DID in forensic settings
There are few reported cases of DID in the UK justice system. In R v Baker [2009], the defendant claimed one of his two alters, possessing a narcissistic quality, contributed to his fraudulent conduct. Expert evidence identified DID but concluded that he was capable of forming dishonest intent. In R v Cowan [2016], the defendant attributed the criminal act – sending distressing social media messages – to her ‘alter ego’. Expert opinion concluded that she had an emotionally unstable personality disorder rather than DID. How the belief/diagnosis of DID emerged in the above cases is unknown.
The resurgence of DID has serious implications in other forensic contexts, notably:
(a) local authority care proceedings
(b) private law family proceedings, and
(c) criminal proceedings relating to childhood sexual abuse.
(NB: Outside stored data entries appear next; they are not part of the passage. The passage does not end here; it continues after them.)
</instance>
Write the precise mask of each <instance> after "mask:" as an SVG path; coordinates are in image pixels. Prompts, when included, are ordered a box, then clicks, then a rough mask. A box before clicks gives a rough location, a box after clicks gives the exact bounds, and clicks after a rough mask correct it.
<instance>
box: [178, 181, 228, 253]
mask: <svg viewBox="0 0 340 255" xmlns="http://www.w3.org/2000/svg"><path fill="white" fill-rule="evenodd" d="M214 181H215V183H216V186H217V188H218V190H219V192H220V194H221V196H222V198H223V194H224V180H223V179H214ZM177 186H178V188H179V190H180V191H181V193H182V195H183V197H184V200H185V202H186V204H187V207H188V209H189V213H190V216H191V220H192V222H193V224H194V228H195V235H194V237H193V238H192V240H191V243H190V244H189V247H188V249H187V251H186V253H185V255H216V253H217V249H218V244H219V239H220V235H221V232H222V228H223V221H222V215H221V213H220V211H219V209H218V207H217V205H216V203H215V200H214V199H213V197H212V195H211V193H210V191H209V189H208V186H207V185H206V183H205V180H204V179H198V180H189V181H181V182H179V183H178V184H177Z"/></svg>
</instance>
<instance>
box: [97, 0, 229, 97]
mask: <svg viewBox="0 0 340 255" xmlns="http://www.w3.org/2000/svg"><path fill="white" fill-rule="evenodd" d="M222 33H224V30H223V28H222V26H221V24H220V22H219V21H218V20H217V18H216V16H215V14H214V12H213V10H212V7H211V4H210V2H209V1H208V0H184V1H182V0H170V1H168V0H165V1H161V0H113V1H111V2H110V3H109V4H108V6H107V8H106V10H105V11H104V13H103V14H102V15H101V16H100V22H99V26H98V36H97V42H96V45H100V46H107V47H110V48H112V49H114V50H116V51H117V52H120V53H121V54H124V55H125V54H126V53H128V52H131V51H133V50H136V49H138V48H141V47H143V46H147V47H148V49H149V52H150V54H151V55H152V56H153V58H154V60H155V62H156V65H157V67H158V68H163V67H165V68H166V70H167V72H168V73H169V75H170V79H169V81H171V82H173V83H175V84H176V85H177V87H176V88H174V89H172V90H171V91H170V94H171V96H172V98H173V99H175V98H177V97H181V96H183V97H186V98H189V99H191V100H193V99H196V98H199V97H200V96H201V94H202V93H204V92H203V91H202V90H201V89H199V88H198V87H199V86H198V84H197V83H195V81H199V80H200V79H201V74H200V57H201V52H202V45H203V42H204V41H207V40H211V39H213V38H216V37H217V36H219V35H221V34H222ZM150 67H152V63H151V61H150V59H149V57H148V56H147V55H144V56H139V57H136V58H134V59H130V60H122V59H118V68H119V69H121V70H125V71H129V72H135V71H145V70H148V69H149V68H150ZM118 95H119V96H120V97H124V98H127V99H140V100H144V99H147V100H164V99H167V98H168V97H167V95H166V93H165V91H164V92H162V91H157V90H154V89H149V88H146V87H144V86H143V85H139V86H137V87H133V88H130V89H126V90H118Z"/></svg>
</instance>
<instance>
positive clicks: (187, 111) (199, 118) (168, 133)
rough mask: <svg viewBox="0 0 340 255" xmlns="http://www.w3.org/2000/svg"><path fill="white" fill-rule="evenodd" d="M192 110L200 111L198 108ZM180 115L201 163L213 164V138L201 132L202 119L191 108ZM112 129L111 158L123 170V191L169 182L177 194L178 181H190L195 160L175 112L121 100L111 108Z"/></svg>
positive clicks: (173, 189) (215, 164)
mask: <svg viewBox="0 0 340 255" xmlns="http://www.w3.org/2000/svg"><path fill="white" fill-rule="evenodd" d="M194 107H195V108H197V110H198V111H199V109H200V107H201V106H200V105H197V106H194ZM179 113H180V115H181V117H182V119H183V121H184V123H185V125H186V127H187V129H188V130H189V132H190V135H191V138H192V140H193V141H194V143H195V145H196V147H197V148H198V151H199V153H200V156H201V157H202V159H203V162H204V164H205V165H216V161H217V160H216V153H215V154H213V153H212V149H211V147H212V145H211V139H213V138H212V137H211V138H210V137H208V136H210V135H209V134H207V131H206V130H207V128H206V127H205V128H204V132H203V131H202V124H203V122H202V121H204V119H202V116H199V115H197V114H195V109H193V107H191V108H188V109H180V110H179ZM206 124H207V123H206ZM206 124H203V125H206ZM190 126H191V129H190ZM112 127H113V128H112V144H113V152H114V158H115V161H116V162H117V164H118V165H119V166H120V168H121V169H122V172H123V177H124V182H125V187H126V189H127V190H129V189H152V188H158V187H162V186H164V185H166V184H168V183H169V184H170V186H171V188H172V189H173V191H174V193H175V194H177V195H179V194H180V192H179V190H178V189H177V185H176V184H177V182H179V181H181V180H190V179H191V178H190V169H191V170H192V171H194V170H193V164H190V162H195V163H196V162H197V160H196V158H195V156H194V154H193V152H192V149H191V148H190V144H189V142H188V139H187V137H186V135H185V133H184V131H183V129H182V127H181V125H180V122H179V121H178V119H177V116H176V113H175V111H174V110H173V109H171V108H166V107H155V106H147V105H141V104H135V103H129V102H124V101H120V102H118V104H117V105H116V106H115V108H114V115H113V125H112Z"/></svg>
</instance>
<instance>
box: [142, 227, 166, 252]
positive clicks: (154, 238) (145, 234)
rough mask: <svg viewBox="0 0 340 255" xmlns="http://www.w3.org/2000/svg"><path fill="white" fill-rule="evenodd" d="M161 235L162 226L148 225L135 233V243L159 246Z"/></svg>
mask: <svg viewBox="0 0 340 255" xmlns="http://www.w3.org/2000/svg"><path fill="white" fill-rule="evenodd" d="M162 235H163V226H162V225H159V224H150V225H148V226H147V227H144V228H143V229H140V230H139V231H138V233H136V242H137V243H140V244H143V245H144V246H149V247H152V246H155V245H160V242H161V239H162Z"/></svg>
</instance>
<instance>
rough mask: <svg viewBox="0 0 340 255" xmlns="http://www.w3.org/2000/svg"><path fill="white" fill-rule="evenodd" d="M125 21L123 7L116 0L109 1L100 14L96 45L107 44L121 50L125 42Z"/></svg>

In category (a), a mother's DID rendered her unable safely to care for her child (Re M (A Child: Care Order: Mother with Dissociative Identity Disorder) [2015]). Her diagnosis arose during 2 years' treatment with an unspecified ‘therapist’. Symptom presentation pretreatment is unknown. The court-accepted expert opined that the mother's DID was the product of severe recurrent childhood trauma, but was it? If the mother's condition was or may have been iatrogenically caused, this poses profound implications for public health and the integrity of the justice system. No category (b) or (c) case has been officially reported in the UK courts of which we are aware. However, a recent Australian case of a witness harbouring 2,500 alters (Moore Reference Moore2019) who gave witness testimony against her abusive father (who pleaded guilty mid-trial), indicates similar cases may soon present within the UK criminal justice system. Evaluating the testimonial admissibility and if admitted in evidence, the reliability of disputed memories of childhood sexual abuse acquired during therapy will require expert evidence at trial and justice professionals' understanding of the relevant scientific and clinical issues, as well as full disclosure of the therapeutic modality and treatment records. The consequences of serious sexual allegations arising from genuinely held but potentially false or pseudo-memories of sexual abuse may lead to profound miscarriages of justice if they are not detected before trial.
Conclusions
That DID is experiencing a revival seems to us beyond doubt. Merskey's comment remains apposite: ‘[T]he simple, strong theory of repression of unpleasant material into the unconscious mind is no longer an acceptable version of what happens when people develop hysterical or dissociative symptoms’ (Merskey Reference Merskey1998). We suggest that the Royal College of Psychiatrists publishes an updated version of its 1997 guidance document (Royal College of Psychiatrists 1997). We also suggest that professional training incorporates updated psychological and neurobiological research on human memory. The diagnosis and treatment of DID has important implications for public health and justice settings; we ignore DID at our peril.